You would need to create a control that overrides OnRender and do your drawing in there. There isn't a way for you to draw onto another control, but a control can draw itself.
Also, keep in mind that WPF uses retained graphics, so if you change something you need to invalidate the visual as needed.
EDIT:
Something like:
public class MyControl : Control {
public MyControl() {
this.Rects = new ObservableCollection<Rect>();
// TODO: attach to CollectionChanged to know when to invalidate visual
}
public ObservableCollection<Rect> Rects { get; private set; }
protected override void OnRender(DrawingContext dc) {
SolidColorBrush mySolidColorBrush = new SolidColorBrush();
mySolidColorBrush.Color = Colors.LimeGreen;
Pen myPen = new Pen(Brushes.Blue, 10);
foreach (Rect rect in this.Rects)
dc.DrawRectangle(mySolidColorBrush, myPen, rect);
}
}
As was said, WPF uses a retained graphics methodology so your actually creating 100,000 Rectangle objects in memory and then drawing all of them. The slowdowns are probably due to garbage collection and general memory issues.

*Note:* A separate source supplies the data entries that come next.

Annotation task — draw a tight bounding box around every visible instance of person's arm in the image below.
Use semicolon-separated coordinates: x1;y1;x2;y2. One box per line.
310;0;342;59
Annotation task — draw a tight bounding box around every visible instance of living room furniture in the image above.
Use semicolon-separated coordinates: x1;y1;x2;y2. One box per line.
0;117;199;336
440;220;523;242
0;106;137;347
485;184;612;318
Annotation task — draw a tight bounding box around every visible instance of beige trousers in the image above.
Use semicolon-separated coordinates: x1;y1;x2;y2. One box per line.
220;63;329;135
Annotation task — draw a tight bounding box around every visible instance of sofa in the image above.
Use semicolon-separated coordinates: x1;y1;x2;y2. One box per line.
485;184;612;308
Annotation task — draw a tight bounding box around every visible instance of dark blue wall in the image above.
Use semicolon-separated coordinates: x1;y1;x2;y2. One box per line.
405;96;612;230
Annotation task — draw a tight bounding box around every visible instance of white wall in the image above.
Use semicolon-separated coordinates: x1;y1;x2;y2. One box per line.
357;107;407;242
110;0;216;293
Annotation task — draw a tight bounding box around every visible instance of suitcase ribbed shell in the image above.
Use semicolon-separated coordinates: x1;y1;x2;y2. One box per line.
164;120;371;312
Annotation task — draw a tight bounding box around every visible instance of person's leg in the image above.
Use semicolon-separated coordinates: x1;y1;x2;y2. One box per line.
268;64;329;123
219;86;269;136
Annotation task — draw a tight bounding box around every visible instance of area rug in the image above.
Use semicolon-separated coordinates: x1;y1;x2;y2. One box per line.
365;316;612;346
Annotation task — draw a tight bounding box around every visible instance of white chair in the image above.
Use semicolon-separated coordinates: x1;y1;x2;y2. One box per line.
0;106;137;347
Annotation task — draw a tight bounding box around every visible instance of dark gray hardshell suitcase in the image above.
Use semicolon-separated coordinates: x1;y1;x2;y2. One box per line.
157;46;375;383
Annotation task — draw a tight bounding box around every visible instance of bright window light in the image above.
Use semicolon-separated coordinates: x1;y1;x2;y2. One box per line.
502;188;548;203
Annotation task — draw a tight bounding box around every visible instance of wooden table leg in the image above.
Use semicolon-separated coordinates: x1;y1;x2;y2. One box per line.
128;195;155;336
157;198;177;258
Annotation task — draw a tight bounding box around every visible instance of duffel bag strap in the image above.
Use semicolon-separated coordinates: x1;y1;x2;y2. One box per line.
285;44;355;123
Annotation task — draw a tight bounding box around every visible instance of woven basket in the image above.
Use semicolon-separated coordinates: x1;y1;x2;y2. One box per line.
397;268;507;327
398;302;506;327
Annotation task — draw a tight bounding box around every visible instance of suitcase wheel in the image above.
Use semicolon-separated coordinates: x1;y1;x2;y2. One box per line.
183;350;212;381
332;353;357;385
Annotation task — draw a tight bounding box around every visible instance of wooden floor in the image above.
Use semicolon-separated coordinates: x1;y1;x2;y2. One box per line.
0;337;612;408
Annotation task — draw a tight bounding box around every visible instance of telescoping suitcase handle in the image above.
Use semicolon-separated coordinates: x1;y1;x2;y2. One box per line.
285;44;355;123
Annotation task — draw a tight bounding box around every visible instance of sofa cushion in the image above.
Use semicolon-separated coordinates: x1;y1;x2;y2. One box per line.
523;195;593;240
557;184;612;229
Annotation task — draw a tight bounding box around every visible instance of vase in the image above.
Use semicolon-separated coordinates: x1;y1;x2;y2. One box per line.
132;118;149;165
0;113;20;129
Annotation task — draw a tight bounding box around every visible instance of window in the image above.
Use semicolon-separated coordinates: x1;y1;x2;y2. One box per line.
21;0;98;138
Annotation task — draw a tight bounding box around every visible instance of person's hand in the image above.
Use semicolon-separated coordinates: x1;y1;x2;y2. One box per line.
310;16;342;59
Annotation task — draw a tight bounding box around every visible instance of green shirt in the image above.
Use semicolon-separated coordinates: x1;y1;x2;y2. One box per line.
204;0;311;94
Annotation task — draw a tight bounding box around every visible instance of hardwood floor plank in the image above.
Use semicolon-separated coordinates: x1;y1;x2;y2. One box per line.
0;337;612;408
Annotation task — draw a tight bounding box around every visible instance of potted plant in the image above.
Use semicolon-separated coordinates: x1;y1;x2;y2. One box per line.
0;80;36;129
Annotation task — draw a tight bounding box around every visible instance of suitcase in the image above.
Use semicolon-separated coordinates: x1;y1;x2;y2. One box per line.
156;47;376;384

Aside from override the OnRender method, here's a couple of things you could look into though.
Drawing the rectangles to an image in a background thread using the GDI methods your familiar and then write the result to a WPF WriteableBitmap
Use the D3DImage and take advantage of hardware acceleration. This requires you to know the DirectX (or Direct2D) libraries. If your interested in this approach, I'd suggest looking into SlimDx.
The problem is most likeley not that WPF can't render 1000s of graphic objects, but that your creating and adding items too far up the WPF object hierachy. It does after all use the GPU for all the graphical grunt work.
You should add objects as close to the "Visual" class as possible, as soon as you start adding objects based on the latter "UIElement" you are asking WPF to track user clicks, hovers and so on for each object, not just draw it.